Part of Advances in Neural Information Processing Systems 33 (NeurIPS 2020)
Xu Liu, Chengtao Li, Jian Wang, Jingbo Wang, Boxin Shi, Xiaodong He
Global context is crucial for 3D point cloud scene understanding tasks. In this work, we extended the contextual encoding layer that was originally designed for 2D tasks to 3D Point Cloud scenarios. The encoding layer learns a set of code words in the feature space of the 3D point cloud to characterize the global semantic context, and then based on these code words, the method learns a global contextual descriptor to reweight the featuremaps accordingly. Moreover, compared to 2D scenarios, data sparsity becomes a major issue in 3D point cloud scenarios, and the performance of contextual encoding quickly saturates when the number of code words increases. To mitigate this problem, we further proposed a group contextual encoding method, which divides the channel into groups and then performs encoding on group-divided feature vectors. This method facilitates learning of global context in grouped subspace for 3D point clouds. We evaluate the effectiveness and generalizability of our method on three widely-studied 3D point cloud tasks.

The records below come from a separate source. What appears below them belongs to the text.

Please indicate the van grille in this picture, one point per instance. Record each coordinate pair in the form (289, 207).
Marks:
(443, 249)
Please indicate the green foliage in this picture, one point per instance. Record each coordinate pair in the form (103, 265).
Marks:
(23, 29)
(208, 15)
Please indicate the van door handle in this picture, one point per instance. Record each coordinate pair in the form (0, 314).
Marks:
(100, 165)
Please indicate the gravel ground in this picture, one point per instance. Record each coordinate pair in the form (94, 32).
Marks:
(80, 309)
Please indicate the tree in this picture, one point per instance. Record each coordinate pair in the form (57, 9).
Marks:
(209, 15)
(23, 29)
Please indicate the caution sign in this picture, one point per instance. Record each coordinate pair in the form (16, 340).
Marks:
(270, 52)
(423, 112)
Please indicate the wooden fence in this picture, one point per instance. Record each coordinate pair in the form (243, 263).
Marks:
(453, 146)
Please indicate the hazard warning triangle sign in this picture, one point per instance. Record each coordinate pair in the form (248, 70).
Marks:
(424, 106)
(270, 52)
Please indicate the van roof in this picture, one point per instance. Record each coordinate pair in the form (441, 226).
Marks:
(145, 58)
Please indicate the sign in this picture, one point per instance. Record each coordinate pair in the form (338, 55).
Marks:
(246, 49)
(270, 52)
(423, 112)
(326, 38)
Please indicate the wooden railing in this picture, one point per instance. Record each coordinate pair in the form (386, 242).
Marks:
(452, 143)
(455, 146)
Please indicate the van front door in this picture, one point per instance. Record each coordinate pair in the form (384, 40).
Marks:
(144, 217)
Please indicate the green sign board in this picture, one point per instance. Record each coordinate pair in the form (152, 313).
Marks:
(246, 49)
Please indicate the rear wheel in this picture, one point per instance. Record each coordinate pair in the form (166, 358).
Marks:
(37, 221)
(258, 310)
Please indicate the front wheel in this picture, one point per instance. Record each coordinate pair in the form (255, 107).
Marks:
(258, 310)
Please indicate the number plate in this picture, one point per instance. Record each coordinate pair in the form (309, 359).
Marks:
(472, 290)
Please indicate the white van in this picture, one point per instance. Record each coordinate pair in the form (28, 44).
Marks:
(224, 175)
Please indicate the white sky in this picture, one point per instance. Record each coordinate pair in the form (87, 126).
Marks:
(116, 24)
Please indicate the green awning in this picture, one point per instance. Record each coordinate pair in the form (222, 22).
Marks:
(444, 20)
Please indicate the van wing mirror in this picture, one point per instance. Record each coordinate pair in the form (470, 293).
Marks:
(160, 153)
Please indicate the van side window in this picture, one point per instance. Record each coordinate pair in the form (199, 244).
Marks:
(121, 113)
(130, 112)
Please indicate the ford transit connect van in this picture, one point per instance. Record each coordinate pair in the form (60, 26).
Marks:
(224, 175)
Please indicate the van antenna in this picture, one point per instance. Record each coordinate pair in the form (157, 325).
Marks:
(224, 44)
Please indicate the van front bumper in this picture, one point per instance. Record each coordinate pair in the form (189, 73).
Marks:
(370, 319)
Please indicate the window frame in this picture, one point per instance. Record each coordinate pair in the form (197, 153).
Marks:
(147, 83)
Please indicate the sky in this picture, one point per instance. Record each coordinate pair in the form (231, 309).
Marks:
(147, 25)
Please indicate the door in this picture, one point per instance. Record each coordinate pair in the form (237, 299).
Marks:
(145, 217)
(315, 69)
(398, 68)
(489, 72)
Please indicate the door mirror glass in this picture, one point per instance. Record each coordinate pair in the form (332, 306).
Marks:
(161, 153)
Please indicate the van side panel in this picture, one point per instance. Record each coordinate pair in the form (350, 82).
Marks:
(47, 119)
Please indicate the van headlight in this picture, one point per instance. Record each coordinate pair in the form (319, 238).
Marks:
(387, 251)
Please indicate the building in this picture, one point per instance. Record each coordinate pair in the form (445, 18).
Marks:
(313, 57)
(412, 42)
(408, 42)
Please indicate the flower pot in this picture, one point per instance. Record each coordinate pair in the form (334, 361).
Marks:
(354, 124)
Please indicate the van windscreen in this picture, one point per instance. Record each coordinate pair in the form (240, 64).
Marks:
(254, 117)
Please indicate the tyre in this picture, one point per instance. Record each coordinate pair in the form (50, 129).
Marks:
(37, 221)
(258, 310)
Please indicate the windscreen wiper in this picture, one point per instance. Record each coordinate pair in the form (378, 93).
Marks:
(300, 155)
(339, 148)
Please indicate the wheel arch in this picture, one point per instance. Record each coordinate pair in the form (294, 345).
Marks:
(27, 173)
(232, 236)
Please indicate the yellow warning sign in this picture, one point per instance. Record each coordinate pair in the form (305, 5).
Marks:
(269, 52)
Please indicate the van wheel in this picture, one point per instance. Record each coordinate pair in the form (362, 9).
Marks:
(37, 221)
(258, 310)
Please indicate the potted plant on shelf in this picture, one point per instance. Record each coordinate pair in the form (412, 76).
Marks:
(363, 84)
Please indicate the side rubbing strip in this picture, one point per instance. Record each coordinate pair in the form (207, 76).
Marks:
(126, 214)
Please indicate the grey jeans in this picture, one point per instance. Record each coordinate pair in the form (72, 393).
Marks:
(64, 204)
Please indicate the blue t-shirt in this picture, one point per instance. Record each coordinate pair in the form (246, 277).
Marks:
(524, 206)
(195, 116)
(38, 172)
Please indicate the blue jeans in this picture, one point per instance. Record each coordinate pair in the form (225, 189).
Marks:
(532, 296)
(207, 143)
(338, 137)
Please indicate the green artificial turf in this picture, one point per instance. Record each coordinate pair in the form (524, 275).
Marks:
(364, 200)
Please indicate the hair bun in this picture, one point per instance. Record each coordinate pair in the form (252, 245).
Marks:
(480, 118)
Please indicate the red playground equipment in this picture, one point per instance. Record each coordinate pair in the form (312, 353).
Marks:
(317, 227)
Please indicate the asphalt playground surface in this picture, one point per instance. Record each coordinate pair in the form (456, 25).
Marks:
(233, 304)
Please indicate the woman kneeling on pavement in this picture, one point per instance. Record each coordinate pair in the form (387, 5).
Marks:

Experimental results have shown that the proposed method outperformed the VoteNet remarkably with 3 mAP on the benchmark of SUN-RGBD, with the metrics of mAP@ 0.25, and a much greater margin of 6.57 mAP on ScanNet with the metrics of mAP@ 0.5. Compared to the baseline of PointNet++, the proposed method leads to an accuracy of 86 %, outperforming the baseline by 1.5 %. Our proposed method have outperformed the non-grouping baseline methods across the board and establishes new state-of-the-art on these benchmarks.